Mas, daquela vez, a situação havia tomado uma proporção bem maior do que todos nós (eu e meus pais, até o momento) imaginávamos ser.
Chegando ao hospital, o doutor Kei disse com a maior franqueza e cautela que conseguiu:
—Lamento ter que dizer isso, mas vocês terão que ser fortes e ter muita fé, porque da maneira como a situação está tomando seu rumo, neste momento, a única solução é a Kaori fazer uma cirurgia de urgência. Mas não percam a esperança. Por mais difícil que seja, acreditem que dará tudo certo.
Naquele momento, a reação de meus pais foi tanto de surpresa quanto de frustração. Por isso, após ouvir tudo o que o médico tinha a dizer, meus pais não conseguiram conter as lágrimas, já que não esperavam nada daquilo. Nem eu mesma esperava tal notícia, no entanto, eu me mantive firme e forte, como sempre, e disse ao doutor, com o máximo de firmeza:
—Eu aceito. Se há uma esperança, eu quero fazer a cirurgia. Eu quero viver muito mais, porque sei que ainda há muito mais por vir. Quero continuar a tocar violino, e entrar para o concurso Nacional, então farei qualquer coisa para melhorar, e se essa é mesmo a única saída, vou segui-la.
Tanto o médico quanto meus pais ficaram paralisados, impressionados e felizes com a minha determinação. Após um instante de silêncio entre nós, meu médico diz:
— Vejo que está bem decidida quanto ao que quer. Então, querida, peço que esteja 100% para depois de amanhã já fazer a sua cirurgia.
Assenti com a cabeça concordando com ele. Não havia o que discutir.
Mas no fundo estava bem preocupada sobre como as coisas tomariam ritmo. Não queria preocupar ninguém. Nem meus pais, nem meus amigos. Mas também queria poder dizer a alguém o que está se passando. Queria um apoio a mais e alguém para falar sobre qualquer coisa que fosse só para passar o tempo. Fazia falta não ter com quem conversar.  Foi então que decidi ligar para uma pessoa que sabe melhor que eu o que é passar por situações difíceis e com quem eu podia me abrir: Arima Kousei, meu “Amigo A”. (não me perguntem o porquê desse apelido, foi a Tsubaki-chan que inventou, então pergunte a ela).

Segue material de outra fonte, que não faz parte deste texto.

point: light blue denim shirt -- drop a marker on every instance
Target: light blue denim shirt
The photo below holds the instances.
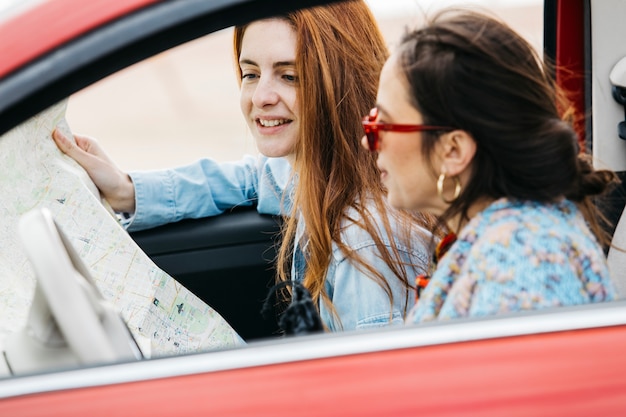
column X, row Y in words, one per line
column 208, row 188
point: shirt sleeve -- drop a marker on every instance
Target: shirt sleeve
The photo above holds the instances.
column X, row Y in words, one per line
column 208, row 188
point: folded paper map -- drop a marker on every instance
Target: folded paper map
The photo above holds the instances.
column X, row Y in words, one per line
column 36, row 174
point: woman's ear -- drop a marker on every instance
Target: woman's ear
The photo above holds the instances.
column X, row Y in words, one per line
column 459, row 149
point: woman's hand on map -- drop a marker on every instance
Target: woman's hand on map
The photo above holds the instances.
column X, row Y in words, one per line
column 114, row 184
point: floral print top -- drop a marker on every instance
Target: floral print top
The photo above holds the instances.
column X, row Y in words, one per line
column 517, row 255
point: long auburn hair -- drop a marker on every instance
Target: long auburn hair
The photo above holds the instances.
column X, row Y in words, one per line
column 340, row 53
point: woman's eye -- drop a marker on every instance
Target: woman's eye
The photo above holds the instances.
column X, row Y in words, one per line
column 248, row 76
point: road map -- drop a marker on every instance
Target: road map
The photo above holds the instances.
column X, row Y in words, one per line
column 164, row 317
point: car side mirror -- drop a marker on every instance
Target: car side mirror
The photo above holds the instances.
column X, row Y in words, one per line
column 618, row 82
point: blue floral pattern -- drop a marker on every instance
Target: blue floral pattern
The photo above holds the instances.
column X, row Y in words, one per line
column 513, row 256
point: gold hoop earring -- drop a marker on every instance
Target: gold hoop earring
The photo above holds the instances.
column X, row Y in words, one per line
column 457, row 188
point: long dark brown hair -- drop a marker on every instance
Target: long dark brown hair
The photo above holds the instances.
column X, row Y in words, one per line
column 473, row 72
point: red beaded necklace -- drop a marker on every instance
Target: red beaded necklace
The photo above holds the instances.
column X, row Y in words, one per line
column 421, row 281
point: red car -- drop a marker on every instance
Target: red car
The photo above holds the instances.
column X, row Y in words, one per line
column 565, row 362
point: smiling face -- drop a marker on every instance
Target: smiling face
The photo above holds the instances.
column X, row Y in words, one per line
column 269, row 86
column 408, row 177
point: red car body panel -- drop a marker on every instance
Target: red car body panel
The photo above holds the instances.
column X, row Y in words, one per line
column 570, row 58
column 58, row 21
column 514, row 376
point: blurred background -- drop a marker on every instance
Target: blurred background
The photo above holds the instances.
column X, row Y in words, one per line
column 184, row 103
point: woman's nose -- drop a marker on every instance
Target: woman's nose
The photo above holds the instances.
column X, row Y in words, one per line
column 265, row 93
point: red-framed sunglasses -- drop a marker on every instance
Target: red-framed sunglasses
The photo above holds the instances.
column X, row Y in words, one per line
column 372, row 127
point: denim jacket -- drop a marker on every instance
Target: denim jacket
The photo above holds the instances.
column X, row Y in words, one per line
column 208, row 188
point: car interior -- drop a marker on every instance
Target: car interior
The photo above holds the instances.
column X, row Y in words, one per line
column 227, row 260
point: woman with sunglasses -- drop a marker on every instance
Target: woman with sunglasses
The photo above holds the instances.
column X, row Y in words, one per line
column 472, row 128
column 306, row 79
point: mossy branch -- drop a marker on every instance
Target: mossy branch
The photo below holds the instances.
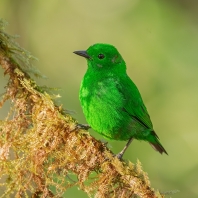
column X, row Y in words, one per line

Ele me atendeu ao primeiro toque como de costume.
— Alô. Aconteceu alguma coisa, Kaori? Está bem de saúde?
— Vou fazer uma cirurgia daqui a dois dias, no mesmo dia que você vai fazer a apresentação de piano. Mas não precisa se preocupar comigo. Diga o mesmo a Tsubaki- chan e Watari-kun se eles perguntarem se tem notícias minhas.

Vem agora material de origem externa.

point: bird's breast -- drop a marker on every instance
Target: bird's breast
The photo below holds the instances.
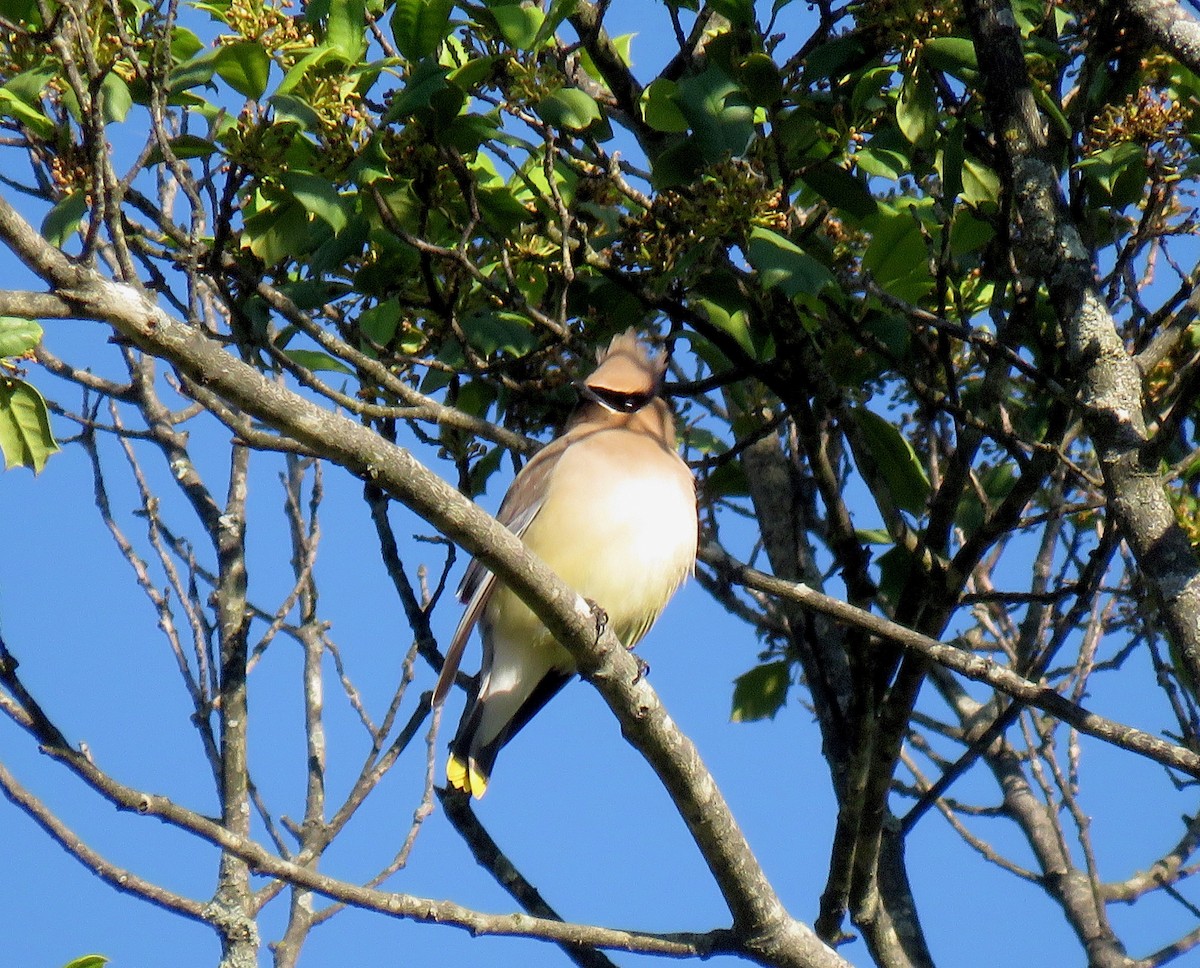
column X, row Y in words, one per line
column 618, row 524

— Tudo bem, eu digo a eles.
— No concurso faça o seu melhor e fique tranquilo. Não pense em mais nada. Só pense na paz que o piano te traz. — eu disse sincera
— Você também, se esforce bastante. Você consegue. — me encorajou, todo sério.

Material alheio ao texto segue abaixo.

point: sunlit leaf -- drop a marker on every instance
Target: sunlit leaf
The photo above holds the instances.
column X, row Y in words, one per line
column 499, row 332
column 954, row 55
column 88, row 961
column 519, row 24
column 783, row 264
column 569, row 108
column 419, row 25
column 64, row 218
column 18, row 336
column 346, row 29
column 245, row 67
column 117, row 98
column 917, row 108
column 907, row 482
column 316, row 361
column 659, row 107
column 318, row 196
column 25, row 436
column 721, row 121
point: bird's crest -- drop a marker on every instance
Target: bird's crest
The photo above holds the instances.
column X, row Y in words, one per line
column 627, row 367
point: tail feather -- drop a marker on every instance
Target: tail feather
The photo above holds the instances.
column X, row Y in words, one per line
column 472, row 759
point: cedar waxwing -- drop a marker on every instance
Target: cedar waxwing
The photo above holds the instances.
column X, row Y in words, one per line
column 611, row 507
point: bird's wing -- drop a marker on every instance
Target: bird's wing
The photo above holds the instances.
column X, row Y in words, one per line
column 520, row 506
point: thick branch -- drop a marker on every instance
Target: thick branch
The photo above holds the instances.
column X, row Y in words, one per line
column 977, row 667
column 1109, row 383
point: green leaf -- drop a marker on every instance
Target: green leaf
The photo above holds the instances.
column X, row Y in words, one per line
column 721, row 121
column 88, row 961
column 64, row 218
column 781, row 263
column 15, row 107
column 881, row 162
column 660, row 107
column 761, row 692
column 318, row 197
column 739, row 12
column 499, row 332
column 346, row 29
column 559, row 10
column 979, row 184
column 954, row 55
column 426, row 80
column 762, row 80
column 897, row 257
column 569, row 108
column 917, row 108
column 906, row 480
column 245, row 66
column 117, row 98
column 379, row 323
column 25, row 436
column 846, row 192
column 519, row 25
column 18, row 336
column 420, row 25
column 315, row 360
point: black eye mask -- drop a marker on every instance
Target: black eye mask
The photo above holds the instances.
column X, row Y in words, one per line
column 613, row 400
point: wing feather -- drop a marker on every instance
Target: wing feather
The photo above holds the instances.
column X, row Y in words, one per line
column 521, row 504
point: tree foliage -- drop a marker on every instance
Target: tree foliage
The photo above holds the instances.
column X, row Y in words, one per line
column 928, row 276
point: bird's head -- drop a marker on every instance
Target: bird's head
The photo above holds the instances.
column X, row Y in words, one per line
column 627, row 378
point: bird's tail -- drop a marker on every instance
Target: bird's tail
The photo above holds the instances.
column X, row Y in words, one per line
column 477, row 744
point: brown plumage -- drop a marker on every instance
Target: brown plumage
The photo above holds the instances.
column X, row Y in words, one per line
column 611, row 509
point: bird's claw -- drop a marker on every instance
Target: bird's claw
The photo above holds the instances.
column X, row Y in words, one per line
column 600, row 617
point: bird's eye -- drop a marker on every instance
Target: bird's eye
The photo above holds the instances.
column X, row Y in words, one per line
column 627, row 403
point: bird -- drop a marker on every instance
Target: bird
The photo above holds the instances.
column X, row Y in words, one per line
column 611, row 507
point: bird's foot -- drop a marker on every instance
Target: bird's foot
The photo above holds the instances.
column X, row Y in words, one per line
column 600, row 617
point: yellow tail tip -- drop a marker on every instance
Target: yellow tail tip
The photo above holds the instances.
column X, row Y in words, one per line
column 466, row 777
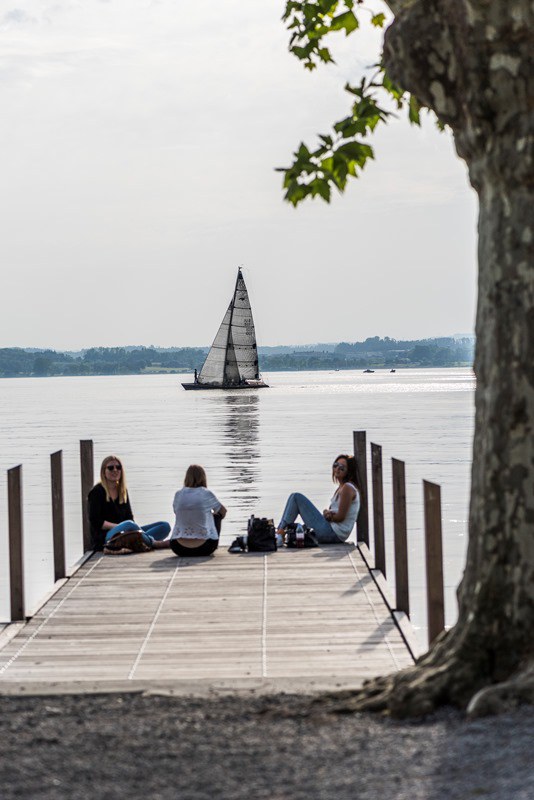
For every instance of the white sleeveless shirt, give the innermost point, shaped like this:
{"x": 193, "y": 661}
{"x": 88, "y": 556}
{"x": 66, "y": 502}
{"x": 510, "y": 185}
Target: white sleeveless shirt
{"x": 343, "y": 529}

—Ah, é? Como sabe? — provoquei, em tom de brincadeira, para quebrar o gelo.
Deu certo. Senti que agora ele também tinha um sorriso na voz, ao que respondeu:
—Você é Kaori Miyazono, sempre consegue tudo, de tão teimosa! — falou brincalhão.
Por um momento, fiquei surpresa. Não esperava esse tipo de resposta, mas entrei na brincadeira do meu amigo:
— Nossa! Até parece que você não é tão insistente quanto eu! – respondi, no mesmo tom.
Ele deu risada.
— Você é impossível, garota!
— Você é depressivo. Mas é camarada, sabia?
— Valeu. Foi um elogio, não foi?
— Ainda não. — provoquei de novo, brincalhona.
E com um tom mais calmo e sério (mas não tão sério) perguntei:
— Vem me visitar aqui no hospital amanhã?
— Venho, por quê?
— Tenho muito mais a dizer para você — Me apressei em dizer
— Tem? — perguntou surpreso
— Sim, por isso esteja preparado — adverti, séria—.
Depois, de maneira mais leve, emendei:
— Ah, também tenho uma coisa pra pedir! — falei, toda alegre
— O que é?
— Traz doces pra mim. Quero comer caneles!